- Water Street Historic District
- U.S. National Register of Historic Places
- Location: Water St. (State Route 128) between Polk and Cedar Sts., Clifton, Tennessee
- Coordinates: 35°23′15″N 87°59′33″W﻿ / ﻿35.3875°N 87.9925°W
- Area: 10 acres (4.0 ha)
- Architectural style: Bungalow/craftsman, Gable-front and wing
- NRHP reference No.: 92000829
- Added to NRHP: July 8, 1992

= Water Street Historic District (Clifton, Tennessee) =

Historic district in Tennessee, United States

The Water Street Historic District, in Clifton, Tennessee, is a historic district which was listed on the National Register of Historic Places in 1992.

It includes about 10 acre of residential properties along Water St. (now Tennessee State Route 128) between Polk and Cedar streets in Clifton. In 1992 it included 14 contributing buildings and two non-contributing ones on eight parcels. The north edge of three of those parcels is formed by the Tennessee River.

This historic district is located less than 200 yd from the Clifton Ferry Landing. In 1992 the Clifton Ferry was one of the last eight ferries surviving in Tennessee. The ferry has since closed, apparently.

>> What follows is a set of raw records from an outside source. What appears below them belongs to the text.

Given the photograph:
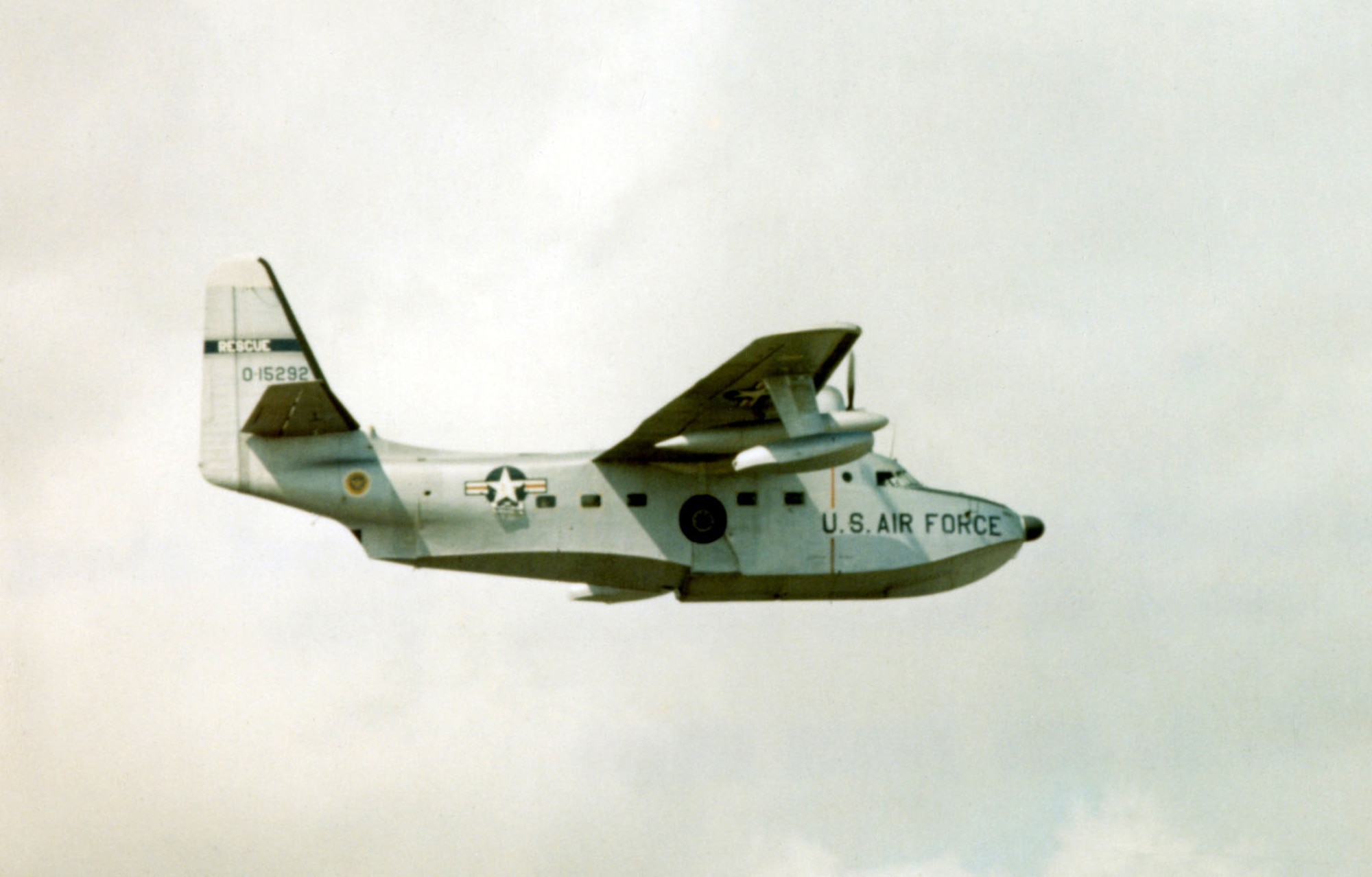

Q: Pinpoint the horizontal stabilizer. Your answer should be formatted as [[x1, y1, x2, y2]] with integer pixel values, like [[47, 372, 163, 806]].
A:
[[243, 380, 357, 438], [567, 585, 667, 603]]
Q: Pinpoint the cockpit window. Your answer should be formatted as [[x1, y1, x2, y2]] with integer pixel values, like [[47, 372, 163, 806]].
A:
[[877, 469, 919, 490]]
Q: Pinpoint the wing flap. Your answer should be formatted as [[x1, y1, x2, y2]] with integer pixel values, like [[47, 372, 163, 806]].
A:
[[243, 380, 357, 438], [595, 324, 862, 463]]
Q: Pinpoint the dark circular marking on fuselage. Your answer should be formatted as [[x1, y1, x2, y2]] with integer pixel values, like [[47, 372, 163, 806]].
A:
[[678, 494, 729, 545]]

The historic resources in the district were built from about 1870 to 1940; "the remains of late nineteenth and early twentieth century prosperity survive in the domestic architecture of Water Street." This period was the post-Civil War boom period in the town. The district has architecture ranging from Queen Anne style and Minimal Traditional architecture.

==T.S. Stribling Museum==
The district includes the longtime home of Pulitzer Prize-winning author T.S. Stribling (1881-1965). It is now operated as the T.S. Stribling Museum. It is one of three bungalows in the district, which were all built between 1924 and 1930. The T.S. Stribling House, also known as the Kloss-Stribling House, is a two-story house that was built for T. L. Kloss in 1924. It was later purchased by Stribling.